Instruction is the planning, selecting, and transmitting information about our environment and ourselves.  Education implies all of this and directs formation and self-formation towards cultural survival, an objective that can only be attained through instruction, the generation and selection of experiences, and the interaction with members of the species and the culture that they form a part of.

Within this order of ideas, we can synthesize as follows the different elements and hypotheses on which we base our analysis:

  1. There exists a philosophical and operational difference between education and instruction.
  2. When there is a systematic limit or elimination of interaction between the members of an educational program, we can distinguish between two types of instruction: (a) face-to-face instruction and (b) distance or online education. Different types of blended learning can be generated as a combination of both.
  3. The majority of experiences that refer to distance education (or which are referred to as distance or online education) relate to non-face-to-face instruction and no interaction between teacher and student. Defining these experiences as “distance learning” or “distance instruction” would be preferable.
  4. Distance learning only meets one of the requirements of education, it becomes necessary to create other programs that compensate for this deficiency to obtain genuine “distance education” which involves what I defined as “academic socialization”.

Buy in one university model or in the other, how are students benefiting from traditional education being offered to millions of students flocking to universities?  Would we be preparing the students for a world of twenty years ago or for a complex and almost unpredictable world of tomorrow? Tomorrow always starts today. As knowledge becomes more complex, the manner of transference also becomes more complex. In other words, many times knowledge is outdated or teaching is partial and fragmented.  The system is out of sync; teaching for a non-realistic world. It is here where the university has a colossal transformation goal. 

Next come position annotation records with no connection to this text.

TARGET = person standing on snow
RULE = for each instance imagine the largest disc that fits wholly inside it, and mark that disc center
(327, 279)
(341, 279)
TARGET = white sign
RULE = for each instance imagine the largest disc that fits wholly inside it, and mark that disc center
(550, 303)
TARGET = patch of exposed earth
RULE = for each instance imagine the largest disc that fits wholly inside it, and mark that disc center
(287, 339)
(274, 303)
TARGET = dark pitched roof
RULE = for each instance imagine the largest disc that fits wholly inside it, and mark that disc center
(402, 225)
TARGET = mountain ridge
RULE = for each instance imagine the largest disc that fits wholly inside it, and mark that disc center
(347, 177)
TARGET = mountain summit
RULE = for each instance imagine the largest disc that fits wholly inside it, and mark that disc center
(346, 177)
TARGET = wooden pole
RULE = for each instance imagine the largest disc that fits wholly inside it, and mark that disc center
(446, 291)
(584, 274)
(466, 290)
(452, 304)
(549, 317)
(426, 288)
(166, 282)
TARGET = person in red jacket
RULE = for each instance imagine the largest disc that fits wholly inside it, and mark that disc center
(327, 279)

Rereading some of my works from decades ago, I read with anguish that the world has changed, not universities or education. We have replaced the blackboard and chalk with LCD screens, PowerPoint presentations, virtual toys, or sophisticated ways to plagiarize with ChatGPT. We make assumptions with Artificial Intelligence, but genuine education, with valuable exceptions, remains strongly guarded against change by the guardians of mediocrity, with obsolete information and vocational apathy, and students can acquire knowledge at a geometric speed that far surpasses the sad classes of the curriculum. Formal education has been a place for tradition and the perpetuation of values. Schools and universities teach conservation, not change, not innovation. They live in a contradiction between the past and the future. With every generation, there is more information and less formation, less education.  Science and technology systems take mammoth leaps while university systems take minuscule steps, therefore enlarging the gap. The appropriate integration of both systems, face-to-face and distance education can contribute to reducing the gap.

References

Escotet, Miguel A. (2023). La universidad del futuro para una educación en red y a lo largo de la vida. En Santos Rego, M.A., Lorenzo Moledo, Mar y García Álvarez, Jesús (Eds.). La educación en red. Una perspectiva multidimensional. Barcelona: Editorial Octaedro, 161-192.

Escotet, Miguel Angel (2003). Quality of Higher Education in the World. Reform and Innovation in Higher Education. UNESCO, Paris.

Escotet, Miguel Angel (1995). A Teacher-Centered University Education: Is the Core University Culture Different between Developed and Developing Countries? Proceedings of the Comparative and International Education Society Annual Meeting, Boston, Massachusetts.

Escotet, Miguel Angel (1988) Adverse Factors in the Development of an Open University in Latin America. In Sewart, Keegan and Holmberg (Eds.) Distance Education: International Perspectives. New York: St. Martin´s Press, 141-156. (First Edition in 1983.)